W sierpniu 2017 roku przedstawiciele sekcji prostaty Stowarzyszenia UroConti dowiedzieli się, że minister podjął pozytywne rozstrzygnięcie, w którym lek (enzalutamid) ma być stosowany we wspólnym programie lekowym z dotychczas stosowanym octanem abirateronu. Dowiedzieli się jednak także, że podmiot odpowiedzialny, firma Janssen, producent abirateronu, nie wyraża zgody na zaproponowany przez resort kształt programu lekowego, uniemożliwiając tym samym poszerzenie opcji terapeutycznych pacjentom i że "możliwość dalszego procedowania zmian w treści programu jest zależna od dobrej woli podmiotu odpowiedzialnego właściwego na terytorium RP dla danego leku".
- Na początku września 2017 usłyszałem, że ministerstwo cały czas musi walczyć z drugą firmą, ale że sobie poradzi - mówi Bogusław Olawski, przewodniczący sekcji prostaty UroConti. - Jak widać sobie nie poradziło. Kiedy mijały kolejne tygodnie i nic się nie działo, wysłaliśmy pismo w imieniu pacjentów z prośbą o mediacje pomiędzy firmami, bo to się nie mieści w głowie, żeby koncerny farmaceutyczne decydowały w Polsce o refundacji a nie minister zdrowia.
Pacjenci wysłali do firmy Janssen prośbę o wyjaśnienie powodów takiego postępowania, ale nie otrzymali odpowiedzi.
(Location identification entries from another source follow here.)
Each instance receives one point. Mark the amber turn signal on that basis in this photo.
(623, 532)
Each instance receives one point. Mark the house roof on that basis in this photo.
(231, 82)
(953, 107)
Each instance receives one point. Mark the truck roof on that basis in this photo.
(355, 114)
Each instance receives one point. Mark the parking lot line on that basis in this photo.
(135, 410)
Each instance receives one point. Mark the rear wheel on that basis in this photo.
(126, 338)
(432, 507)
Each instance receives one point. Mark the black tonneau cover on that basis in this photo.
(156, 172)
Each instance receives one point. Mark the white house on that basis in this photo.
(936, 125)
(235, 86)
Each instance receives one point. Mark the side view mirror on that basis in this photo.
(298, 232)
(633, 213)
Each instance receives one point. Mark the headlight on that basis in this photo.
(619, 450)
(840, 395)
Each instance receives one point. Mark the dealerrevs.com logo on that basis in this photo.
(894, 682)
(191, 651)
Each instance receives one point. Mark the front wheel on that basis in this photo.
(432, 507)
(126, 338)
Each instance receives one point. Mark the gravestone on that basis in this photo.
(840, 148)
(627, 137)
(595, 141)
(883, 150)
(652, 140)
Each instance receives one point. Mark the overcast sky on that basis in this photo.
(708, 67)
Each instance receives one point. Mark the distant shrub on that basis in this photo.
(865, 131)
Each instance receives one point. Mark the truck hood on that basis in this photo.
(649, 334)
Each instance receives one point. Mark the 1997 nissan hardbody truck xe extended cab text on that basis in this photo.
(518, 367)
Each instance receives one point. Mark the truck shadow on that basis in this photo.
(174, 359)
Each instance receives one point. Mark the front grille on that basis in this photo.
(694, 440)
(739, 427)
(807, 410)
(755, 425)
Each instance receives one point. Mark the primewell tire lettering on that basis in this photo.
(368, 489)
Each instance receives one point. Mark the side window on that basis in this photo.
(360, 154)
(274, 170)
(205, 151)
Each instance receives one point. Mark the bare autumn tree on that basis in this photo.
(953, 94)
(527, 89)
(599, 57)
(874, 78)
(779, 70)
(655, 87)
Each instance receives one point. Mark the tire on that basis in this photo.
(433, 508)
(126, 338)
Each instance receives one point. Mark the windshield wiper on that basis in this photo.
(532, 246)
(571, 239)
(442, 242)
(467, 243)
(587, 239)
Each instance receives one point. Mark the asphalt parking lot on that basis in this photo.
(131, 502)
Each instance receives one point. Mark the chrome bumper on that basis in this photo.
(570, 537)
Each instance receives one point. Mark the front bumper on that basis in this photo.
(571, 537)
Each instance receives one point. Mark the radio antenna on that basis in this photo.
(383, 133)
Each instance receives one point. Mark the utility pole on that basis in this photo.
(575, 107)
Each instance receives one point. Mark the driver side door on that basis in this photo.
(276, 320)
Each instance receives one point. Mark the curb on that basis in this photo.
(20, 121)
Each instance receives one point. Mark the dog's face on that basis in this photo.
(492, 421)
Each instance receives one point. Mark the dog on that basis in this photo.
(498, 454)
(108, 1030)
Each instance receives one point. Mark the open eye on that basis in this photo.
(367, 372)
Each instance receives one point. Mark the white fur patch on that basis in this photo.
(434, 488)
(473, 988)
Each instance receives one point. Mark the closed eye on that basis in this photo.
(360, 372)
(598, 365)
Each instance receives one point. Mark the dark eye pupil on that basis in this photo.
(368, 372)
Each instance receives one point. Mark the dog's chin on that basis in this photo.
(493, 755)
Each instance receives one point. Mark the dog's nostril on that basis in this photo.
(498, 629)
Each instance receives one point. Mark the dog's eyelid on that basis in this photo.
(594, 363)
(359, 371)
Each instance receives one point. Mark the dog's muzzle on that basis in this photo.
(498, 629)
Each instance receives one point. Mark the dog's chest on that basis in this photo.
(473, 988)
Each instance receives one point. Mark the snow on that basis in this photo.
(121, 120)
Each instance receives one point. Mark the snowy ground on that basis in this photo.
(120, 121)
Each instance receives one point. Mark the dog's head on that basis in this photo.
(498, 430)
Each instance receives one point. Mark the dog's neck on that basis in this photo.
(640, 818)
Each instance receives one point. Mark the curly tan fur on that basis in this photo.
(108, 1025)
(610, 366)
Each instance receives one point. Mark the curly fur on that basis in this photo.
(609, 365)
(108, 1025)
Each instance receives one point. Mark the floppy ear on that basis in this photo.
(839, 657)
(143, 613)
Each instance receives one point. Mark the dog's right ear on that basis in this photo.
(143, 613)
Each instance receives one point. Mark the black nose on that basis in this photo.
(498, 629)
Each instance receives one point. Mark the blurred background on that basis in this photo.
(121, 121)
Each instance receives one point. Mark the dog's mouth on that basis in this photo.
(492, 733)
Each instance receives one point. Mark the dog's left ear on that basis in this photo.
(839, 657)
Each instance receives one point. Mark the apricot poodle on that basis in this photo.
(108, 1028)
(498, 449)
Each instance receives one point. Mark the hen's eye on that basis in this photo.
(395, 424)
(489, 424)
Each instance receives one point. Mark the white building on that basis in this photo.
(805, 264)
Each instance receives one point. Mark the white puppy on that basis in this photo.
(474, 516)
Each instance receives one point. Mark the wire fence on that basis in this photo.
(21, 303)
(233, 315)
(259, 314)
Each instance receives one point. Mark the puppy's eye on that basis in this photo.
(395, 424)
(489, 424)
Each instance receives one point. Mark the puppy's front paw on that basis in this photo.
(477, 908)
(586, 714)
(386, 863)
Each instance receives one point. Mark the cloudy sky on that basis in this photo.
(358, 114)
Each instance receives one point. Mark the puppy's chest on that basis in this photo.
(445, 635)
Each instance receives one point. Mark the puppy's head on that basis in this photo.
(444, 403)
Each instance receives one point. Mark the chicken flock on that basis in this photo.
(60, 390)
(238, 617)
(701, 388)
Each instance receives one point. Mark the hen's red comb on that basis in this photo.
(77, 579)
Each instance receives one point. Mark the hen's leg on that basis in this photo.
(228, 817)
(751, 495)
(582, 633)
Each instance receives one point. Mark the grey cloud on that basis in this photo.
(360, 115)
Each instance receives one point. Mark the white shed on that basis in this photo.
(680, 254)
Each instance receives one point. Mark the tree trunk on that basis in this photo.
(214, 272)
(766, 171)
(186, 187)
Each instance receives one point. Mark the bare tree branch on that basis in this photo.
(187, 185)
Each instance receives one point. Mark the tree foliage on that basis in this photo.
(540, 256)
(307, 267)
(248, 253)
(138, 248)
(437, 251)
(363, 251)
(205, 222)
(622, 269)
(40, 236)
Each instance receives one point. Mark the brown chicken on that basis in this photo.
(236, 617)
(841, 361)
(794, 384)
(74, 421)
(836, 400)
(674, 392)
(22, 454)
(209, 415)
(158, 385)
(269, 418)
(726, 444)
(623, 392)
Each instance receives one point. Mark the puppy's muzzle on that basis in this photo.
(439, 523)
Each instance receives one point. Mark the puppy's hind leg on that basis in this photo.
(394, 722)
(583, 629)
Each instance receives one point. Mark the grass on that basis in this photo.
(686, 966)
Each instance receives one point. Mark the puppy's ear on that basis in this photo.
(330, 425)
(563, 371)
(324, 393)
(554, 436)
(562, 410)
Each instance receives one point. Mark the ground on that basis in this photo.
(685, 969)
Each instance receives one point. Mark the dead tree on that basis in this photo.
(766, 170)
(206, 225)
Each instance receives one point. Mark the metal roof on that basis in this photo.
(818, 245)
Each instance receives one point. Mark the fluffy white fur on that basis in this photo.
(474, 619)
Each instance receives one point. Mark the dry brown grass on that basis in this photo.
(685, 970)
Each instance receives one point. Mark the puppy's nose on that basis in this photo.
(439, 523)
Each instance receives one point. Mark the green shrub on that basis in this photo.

Z mediów dowiedzieli się, że jeśli chodzi o poszerzenia programu lekowego o drugi lek, to "firma Janssen jest w trakcie rozmów z ministrem zdrowia", natomiast przede wszystkim ma na uwadze wypracowanie rozwiązań, które zapewnią pacjentom leczenie raka prostaty na wcześniejszych jego etapach "a nie tylko poprzez wprowadzanie innych leków w tej samej linii leczenia".
- Czytam to i oczom nie wierzę - oburza się Bogusław Olawski. - Firma skwitowała kwestię dostępu do leczenia po chemioterapii jednym zdaniem i gładko przeszła do tematu leczenia przed chemioterapią. Bardzo nam zależy na tym, by chorzy na raka prostaty mieli dostęp do leczenia na wszystkich etapach choroby, ale nie może się to odbyć kosztem pacjentów z zaawansowanym rakiem stercza. A odnoszę wrażenie, że zostaliśmy w pewnym sensie "poświęceni" przez firmę. Musimy też zrobić wszystko, aby zminimalizować ryzyko podobnych praktyk w przypadku programów lekowych przed chemioterapią. Aby ministerstwo nie dopuściło do monopolu jednej firmy. Pacjenci i lekarze muszą mieć wybór, bo tak jest na całym świecie. Dlaczego mamy się godzić, aby traktowano Polskę i nas pacjentów jak "trzeci świat"?.
Resort informuje, że "minister zdrowia nie został wyposażony przez ustawodawcę w narzędzia, które umożliwiałyby wpłynięcie na wolę podmiotu odpowiedzialnego (…)" co wstrzymuje możliwość podjęcia dalszych działań, zmierzających do zmiany treści programu. Jednak pacjenci znają rozwiązanie.
- Usłyszałem o nim od samych urzędników ministerstwa, podczas którejś z moich rozmów - mówi Bogusław Olawski. - Wystarczy wprowadzić drugi lek w ramach osobnego programu lekowego i nie będzie trzeba czekać na "dobrą wolę podmiotu odpowiedzialnego właściwego na terytorium RP".